導き手について

〜指導者として〜

学び方について書きましたので、今回は導き手について一筆。

指導者として駆け出しの時に起こりがちなのは「これを伝えないといけない」という気持ちから、学び手に余裕をもたせることを忘れてしまうということ。

山本五十六氏の名言【やってみせ、言って聞かせて、させてみせ、ほめてやらねば、人は動かじ】

に当てはめてみると 【やってみせ、言って聞かせて】に時間を掛けることが多くなりがちです。
【させてみせ】を確りとることで本人に《これ何か違うきがする》と感じさせ、一考させることが肝要。

そして《これ何か違う気がする》の《何か》が「何なのか」を的確に伝えることにより落とし込むことができるのです。
勿論、その「何なのか」が指導者に見えていないとできません。

ただ放っておけば良くない癖がついてしまう。
しかし一から十まで張り付かれては稽古がただの苦痛になってしまう。
この辺りのさじ加減は自分が稽古を通して何に苦労したのか、どう教わって分かり易いと感じたのか、などの経験が生きてきます。
故に、サラッとこなして出来てしまった人というのは出来ない人の気持ちが分からないことが多いのです。
そうすると稽古に対しての進捗を【ほめてやらねば】が出てきません。「何でこんなこともできないの?」という風に。

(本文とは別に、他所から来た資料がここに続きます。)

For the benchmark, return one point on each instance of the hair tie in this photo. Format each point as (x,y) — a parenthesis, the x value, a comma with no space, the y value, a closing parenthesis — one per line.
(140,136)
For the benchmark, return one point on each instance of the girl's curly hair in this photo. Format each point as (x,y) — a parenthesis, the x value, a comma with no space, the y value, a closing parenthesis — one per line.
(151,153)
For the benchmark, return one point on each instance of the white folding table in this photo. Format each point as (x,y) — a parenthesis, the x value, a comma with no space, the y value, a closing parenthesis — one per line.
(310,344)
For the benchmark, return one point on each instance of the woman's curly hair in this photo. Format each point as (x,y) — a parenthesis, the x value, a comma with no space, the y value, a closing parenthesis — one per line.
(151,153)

【ほめてやらねば】という部分は調子に乗らせようという訳ではなく「この部分は良いね、でもここはこうしないとね」という風に学び手の得た、出来た結果に対して正しく評価すれば良いのです。

総括すれば、
学び手にやるべき課題を提示し、トライ&エラーをさせて本人に疑問/問題を提起させ、解決法を伝える。出来ているその具合によって適切な評価を添える。
ということです。

〜学び手〜の話の「水を自ら飲む」という例えはトライ&エラーと問題提起の部分です。
自ら積極的に水を飲む意思の無い人に、言い換えて上達する意思の無い人に、解決策は伝えられません。
故に「この水を飲んだら上達しますか?」の問いに「飲め」と答えるしか無いわけです。